トリスタンとイゾルデ
WWV90
職務に忠実な騎士と、望まぬ嫁ぎ先へと向かう花嫁を乗せた船が、漆黒の海を渡っていく。コーンウォールの騎士であるトリスタンは、彼の地の王であるマルケと結婚することになっているアイルランドの王女イゾルデをエスコートしているのだ。実はもともと深い因縁を持っていたトリスタンとイゾルデはこの後、絶望の淵に突き落とされながらも、名誉や社会通念、さらには人生そのものよりも重要な愛を見つけることになる。「私はこれまでの人生において、愛がもたらす真の幸福を享受したことがないのだから、隅々まで愛に満ちあふれた、この最も美しい、夢の記念碑を建立するのだ」と語ったリヒャルト・ワーグナーが作り上げたのが、アーサー王伝説に基づいた楽劇『Tristan und Isolde(トリスタンとイゾルデ)』だ。ワーグナーはこのオペラの制作の過程で、ショーペンハウアーの哲学を取り入れ、また、実質的に西洋音楽の音世界を再定義するに及んだ。

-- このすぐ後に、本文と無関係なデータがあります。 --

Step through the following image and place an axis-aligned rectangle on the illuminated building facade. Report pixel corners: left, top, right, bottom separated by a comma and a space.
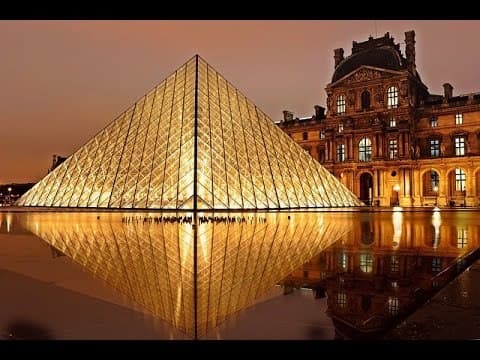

言葉のない静かな問いかけと、それに答える謎めいたハーモニー(いわゆる“トリスタン和音”)で幕を開ける前奏曲の後、恋人たちは、3幕の壮大なスパンの中で、想像を絶する恍惚(こうこつ)と苦しみを体験する。そして、一音一音に込められた思慕の念は、別世界の輝きを放つラストの「Liebestod(愛の死)」で昇華されるのだ。非常に大きな影響力を備え、熱情と美しさをたたえ、止めどない愛が持つ破滅的なパワーについての深い(物騒な因子を含む)問いでもある『Tristan und Isolde』は、強烈な痛みを感じさせると同時に、とてつもない感動を与えてくれる作品であり、多くのリスナーの心をつかんで放さない。